Frist Center for the Visual Arts
The premiere art museum and cultural center in Nashville, the Frist Center for the Visual Arts opened in 2001 and boasts 24,000 square feet of gallery space. The museum's permanent collection includes paintings and sculpture from around the world, as well as rotating exhibits of fine art and folk art from local and regional artists. The building itself was constructed in 1932 and served as a U.S. Post Office until the 1980s. It is an excellent example of Art Deco architecture and for this reason was added to the National Register of Historic Places in 1984.
Backstory and Context
This museum's official displays both of the most distinctive architectural styles of the period: classicism and Art Deco. The building was constructed from 1933 to 1934 under the direction of the local architectural firm of Marr & Holman and financed by monies appropriated by Congress during the Hoover administration.
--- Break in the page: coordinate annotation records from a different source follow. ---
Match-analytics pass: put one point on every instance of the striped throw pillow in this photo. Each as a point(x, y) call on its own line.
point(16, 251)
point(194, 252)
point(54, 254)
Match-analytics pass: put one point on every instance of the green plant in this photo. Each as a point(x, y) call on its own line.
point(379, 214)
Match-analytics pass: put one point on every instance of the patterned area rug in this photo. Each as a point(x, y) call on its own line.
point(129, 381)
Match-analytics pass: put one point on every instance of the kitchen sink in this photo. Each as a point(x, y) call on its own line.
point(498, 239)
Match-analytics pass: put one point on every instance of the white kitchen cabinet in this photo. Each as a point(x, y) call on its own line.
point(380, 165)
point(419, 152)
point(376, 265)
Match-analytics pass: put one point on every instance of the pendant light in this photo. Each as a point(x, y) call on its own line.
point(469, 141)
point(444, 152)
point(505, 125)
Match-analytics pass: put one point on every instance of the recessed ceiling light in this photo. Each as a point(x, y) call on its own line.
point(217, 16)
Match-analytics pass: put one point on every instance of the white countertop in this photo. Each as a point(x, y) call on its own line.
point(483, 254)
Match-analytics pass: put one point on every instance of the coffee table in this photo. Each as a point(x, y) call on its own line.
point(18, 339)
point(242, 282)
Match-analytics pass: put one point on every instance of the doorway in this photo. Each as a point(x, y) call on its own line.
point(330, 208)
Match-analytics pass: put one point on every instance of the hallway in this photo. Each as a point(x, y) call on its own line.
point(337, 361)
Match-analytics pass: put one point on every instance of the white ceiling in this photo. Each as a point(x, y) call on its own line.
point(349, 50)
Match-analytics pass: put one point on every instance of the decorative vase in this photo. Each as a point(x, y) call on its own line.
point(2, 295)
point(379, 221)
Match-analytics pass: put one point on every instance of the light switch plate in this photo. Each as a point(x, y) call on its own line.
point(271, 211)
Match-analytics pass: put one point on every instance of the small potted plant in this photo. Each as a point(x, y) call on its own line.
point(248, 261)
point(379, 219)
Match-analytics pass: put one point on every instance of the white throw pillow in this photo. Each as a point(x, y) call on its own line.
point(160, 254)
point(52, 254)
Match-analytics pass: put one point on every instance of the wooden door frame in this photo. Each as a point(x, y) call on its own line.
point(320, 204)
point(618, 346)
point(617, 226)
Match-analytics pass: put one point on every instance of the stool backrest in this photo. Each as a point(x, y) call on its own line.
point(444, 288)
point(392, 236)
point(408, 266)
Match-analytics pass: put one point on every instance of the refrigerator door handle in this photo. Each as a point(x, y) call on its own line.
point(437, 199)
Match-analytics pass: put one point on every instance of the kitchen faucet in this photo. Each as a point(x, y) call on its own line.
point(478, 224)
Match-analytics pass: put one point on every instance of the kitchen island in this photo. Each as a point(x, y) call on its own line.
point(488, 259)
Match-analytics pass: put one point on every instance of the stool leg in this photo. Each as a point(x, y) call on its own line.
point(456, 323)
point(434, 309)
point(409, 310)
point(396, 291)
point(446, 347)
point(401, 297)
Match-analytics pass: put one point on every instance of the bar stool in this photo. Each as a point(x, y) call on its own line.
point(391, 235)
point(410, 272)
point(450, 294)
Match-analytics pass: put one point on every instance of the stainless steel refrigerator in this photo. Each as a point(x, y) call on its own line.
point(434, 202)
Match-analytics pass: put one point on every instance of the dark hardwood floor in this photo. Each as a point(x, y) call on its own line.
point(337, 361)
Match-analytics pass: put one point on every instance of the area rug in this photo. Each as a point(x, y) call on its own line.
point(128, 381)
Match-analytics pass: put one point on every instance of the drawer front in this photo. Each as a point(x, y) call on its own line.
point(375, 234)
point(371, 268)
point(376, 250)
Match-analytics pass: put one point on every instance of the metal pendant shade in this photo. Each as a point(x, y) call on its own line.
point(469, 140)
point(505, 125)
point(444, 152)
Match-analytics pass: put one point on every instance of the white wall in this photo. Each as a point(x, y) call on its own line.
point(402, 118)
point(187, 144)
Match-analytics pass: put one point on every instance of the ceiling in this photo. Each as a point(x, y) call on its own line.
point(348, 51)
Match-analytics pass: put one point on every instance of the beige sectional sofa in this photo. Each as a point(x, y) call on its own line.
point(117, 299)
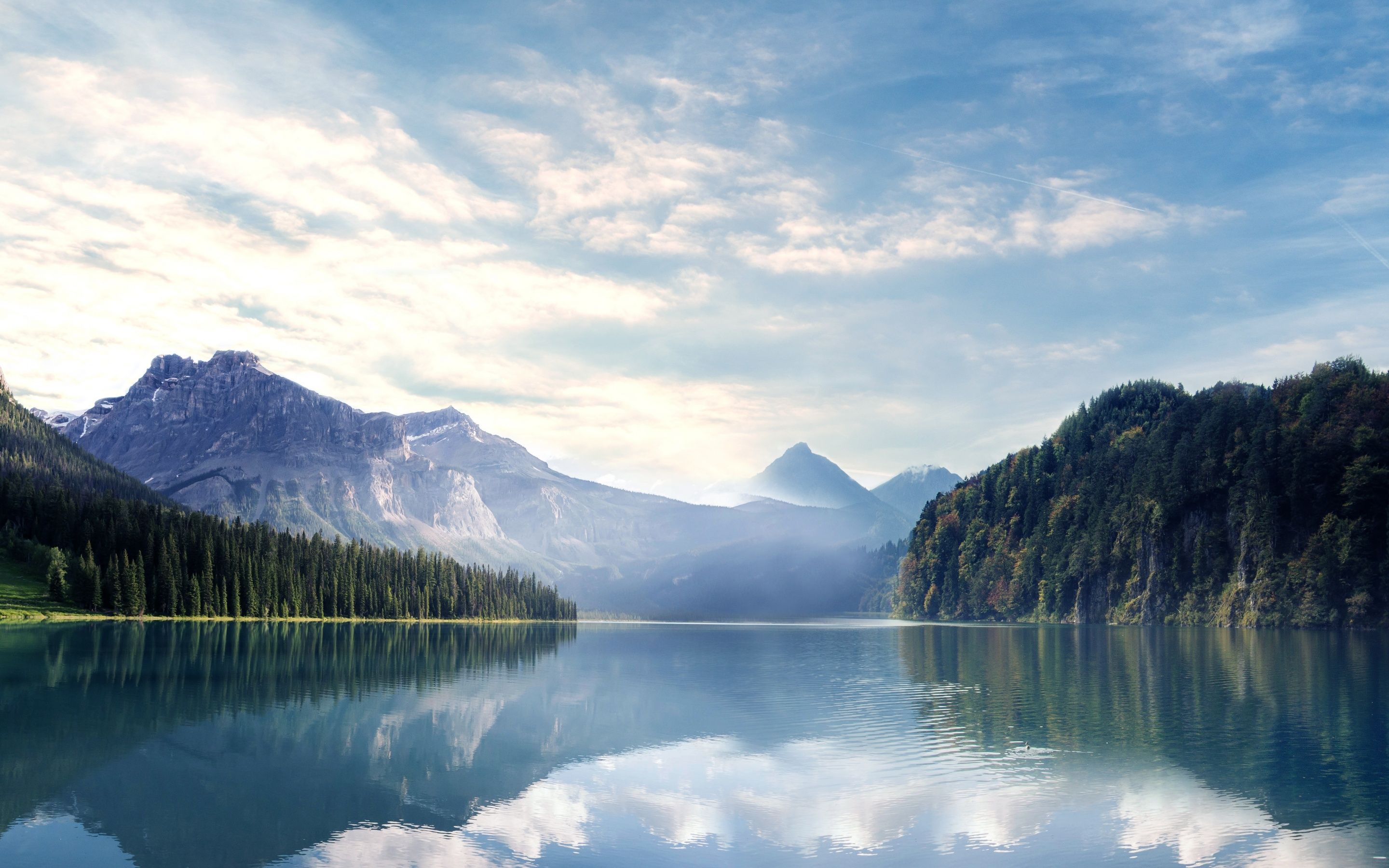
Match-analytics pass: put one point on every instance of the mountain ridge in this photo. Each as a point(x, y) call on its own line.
point(230, 436)
point(1234, 506)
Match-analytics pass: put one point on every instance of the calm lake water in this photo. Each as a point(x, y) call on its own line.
point(663, 745)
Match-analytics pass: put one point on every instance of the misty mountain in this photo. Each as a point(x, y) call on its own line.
point(910, 489)
point(231, 438)
point(807, 480)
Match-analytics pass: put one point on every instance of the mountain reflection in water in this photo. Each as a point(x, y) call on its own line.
point(387, 744)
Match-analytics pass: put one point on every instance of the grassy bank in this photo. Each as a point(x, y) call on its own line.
point(26, 596)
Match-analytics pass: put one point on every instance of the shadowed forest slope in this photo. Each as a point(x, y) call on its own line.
point(1234, 506)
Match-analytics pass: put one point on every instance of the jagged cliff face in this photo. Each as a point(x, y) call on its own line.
point(910, 489)
point(228, 436)
point(231, 438)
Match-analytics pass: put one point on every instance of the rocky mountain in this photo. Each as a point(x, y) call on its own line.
point(228, 436)
point(53, 419)
point(807, 480)
point(910, 489)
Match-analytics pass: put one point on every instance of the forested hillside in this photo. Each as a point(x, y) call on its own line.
point(124, 549)
point(1235, 506)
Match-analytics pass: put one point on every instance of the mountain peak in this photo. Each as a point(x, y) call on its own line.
point(910, 489)
point(809, 480)
point(234, 357)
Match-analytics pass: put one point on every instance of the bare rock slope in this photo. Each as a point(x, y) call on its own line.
point(228, 436)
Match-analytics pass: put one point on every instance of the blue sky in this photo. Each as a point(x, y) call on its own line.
point(659, 244)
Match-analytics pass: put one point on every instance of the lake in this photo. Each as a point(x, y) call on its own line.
point(181, 744)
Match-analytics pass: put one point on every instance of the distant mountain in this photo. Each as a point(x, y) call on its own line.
point(910, 489)
point(53, 419)
point(1237, 506)
point(232, 438)
point(807, 480)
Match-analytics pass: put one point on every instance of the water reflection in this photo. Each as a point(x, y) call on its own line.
point(692, 745)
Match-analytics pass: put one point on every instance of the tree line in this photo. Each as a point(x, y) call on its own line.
point(122, 548)
point(1234, 506)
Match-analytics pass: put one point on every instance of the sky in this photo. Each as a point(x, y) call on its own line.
point(659, 244)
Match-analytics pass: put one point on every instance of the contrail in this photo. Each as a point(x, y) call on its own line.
point(1360, 239)
point(967, 168)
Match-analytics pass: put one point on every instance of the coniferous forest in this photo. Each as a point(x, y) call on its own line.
point(1237, 506)
point(117, 546)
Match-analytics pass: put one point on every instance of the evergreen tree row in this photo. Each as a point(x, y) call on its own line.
point(1234, 506)
point(125, 549)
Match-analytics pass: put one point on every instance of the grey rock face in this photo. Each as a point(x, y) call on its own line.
point(53, 419)
point(231, 438)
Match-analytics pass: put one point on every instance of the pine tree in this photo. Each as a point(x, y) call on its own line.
point(57, 575)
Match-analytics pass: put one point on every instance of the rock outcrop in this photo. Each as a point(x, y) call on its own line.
point(228, 436)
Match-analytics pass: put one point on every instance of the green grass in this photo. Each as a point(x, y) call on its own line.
point(26, 595)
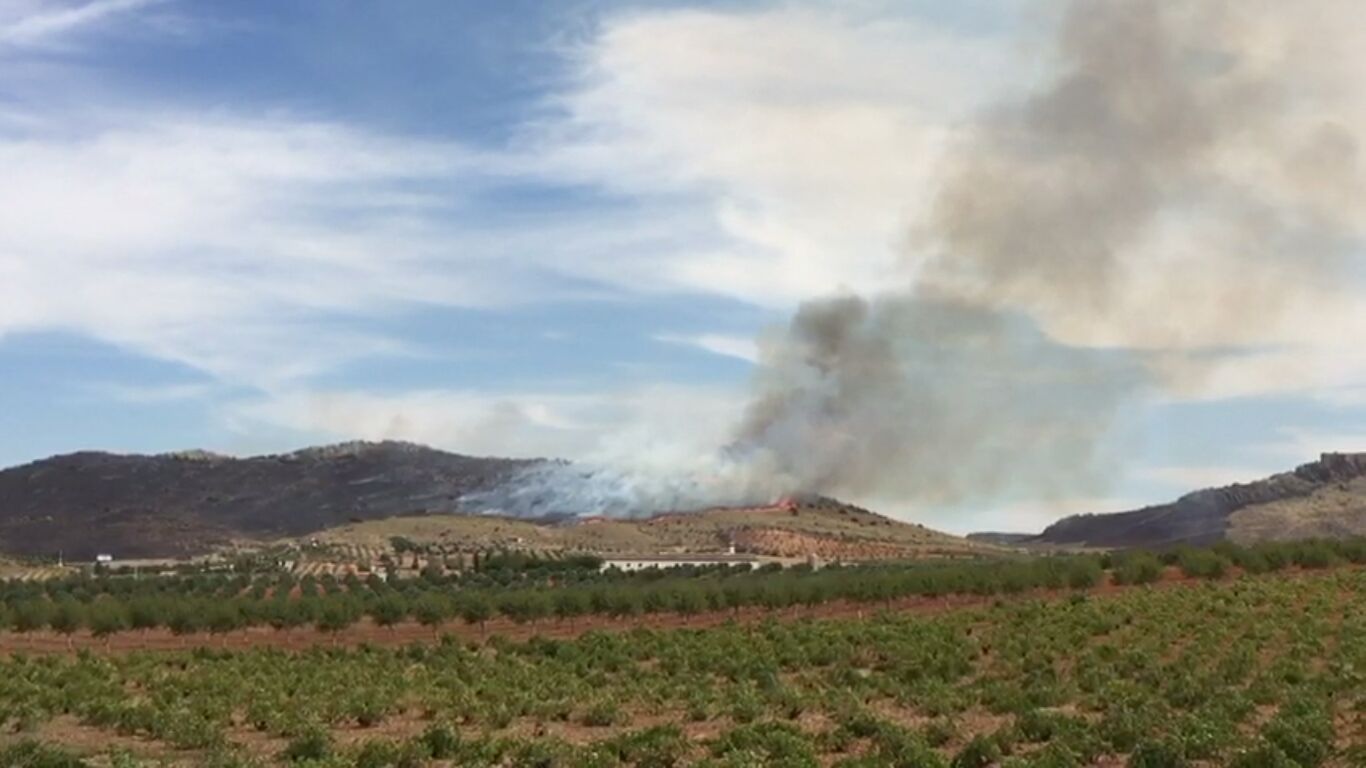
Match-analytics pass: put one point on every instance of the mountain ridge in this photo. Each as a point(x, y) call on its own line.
point(1212, 514)
point(191, 502)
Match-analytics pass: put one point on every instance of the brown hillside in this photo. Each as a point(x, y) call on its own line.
point(810, 528)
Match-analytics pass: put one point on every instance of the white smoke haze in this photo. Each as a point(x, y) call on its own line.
point(1187, 178)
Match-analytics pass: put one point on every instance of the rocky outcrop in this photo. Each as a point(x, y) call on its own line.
point(1201, 517)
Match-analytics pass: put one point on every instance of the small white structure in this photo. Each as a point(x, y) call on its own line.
point(642, 562)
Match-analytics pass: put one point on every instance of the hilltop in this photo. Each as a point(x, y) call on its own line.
point(189, 503)
point(799, 528)
point(1318, 499)
point(365, 494)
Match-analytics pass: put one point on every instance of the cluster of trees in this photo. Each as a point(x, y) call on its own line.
point(523, 589)
point(1249, 673)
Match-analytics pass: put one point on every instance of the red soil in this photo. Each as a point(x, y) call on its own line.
point(368, 633)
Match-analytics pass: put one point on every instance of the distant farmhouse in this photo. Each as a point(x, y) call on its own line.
point(644, 562)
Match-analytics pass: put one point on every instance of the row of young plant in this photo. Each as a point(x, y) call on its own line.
point(109, 606)
point(1249, 673)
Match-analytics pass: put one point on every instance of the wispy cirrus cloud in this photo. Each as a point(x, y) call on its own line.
point(44, 23)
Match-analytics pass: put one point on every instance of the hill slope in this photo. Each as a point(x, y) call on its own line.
point(175, 504)
point(801, 528)
point(1324, 498)
point(364, 494)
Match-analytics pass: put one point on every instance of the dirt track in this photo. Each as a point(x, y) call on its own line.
point(366, 633)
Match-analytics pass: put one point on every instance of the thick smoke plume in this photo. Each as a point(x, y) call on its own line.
point(1183, 179)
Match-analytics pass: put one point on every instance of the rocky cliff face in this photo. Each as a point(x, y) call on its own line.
point(1201, 517)
point(134, 506)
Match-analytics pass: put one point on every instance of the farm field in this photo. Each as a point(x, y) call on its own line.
point(1249, 670)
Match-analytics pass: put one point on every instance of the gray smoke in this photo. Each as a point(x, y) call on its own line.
point(1145, 213)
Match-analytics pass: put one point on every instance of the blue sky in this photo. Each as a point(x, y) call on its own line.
point(522, 228)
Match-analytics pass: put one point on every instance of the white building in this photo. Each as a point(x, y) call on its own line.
point(642, 562)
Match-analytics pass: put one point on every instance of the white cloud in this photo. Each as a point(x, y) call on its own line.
point(739, 347)
point(1021, 517)
point(806, 135)
point(1194, 477)
point(648, 428)
point(44, 22)
point(1306, 444)
point(235, 245)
The building's layout was inspired by the mindset of architects from the Depression who preferred starved and stripped classicism. The floors are filled with marble coated flooring and the walls consist of glittery- stoned wall. This type of layout is called "Art Deco". The Frist Art center opened in 2001 and since then they have had many art exhibits bring in new culture, customs, and ideas from around the world.
The Frist Center for the Visual Arts has become a magnet for Nashville’s rapidly expanding visual arts scene. With an exhibitions schedule that has new art flowing through the magnificent art deco building every 6 to 8 weeks, no matter how often one visits, there is always something new and exciting to see in the spacious galleries.
Each exhibition page contains detailed information about exhibition-related programs and an array of resources, including gallery guides, audio guides, videos and additional information from varying sources. The Frist Art Center is always growing and inspiring people of all ages to come together to admire all kinds of Art.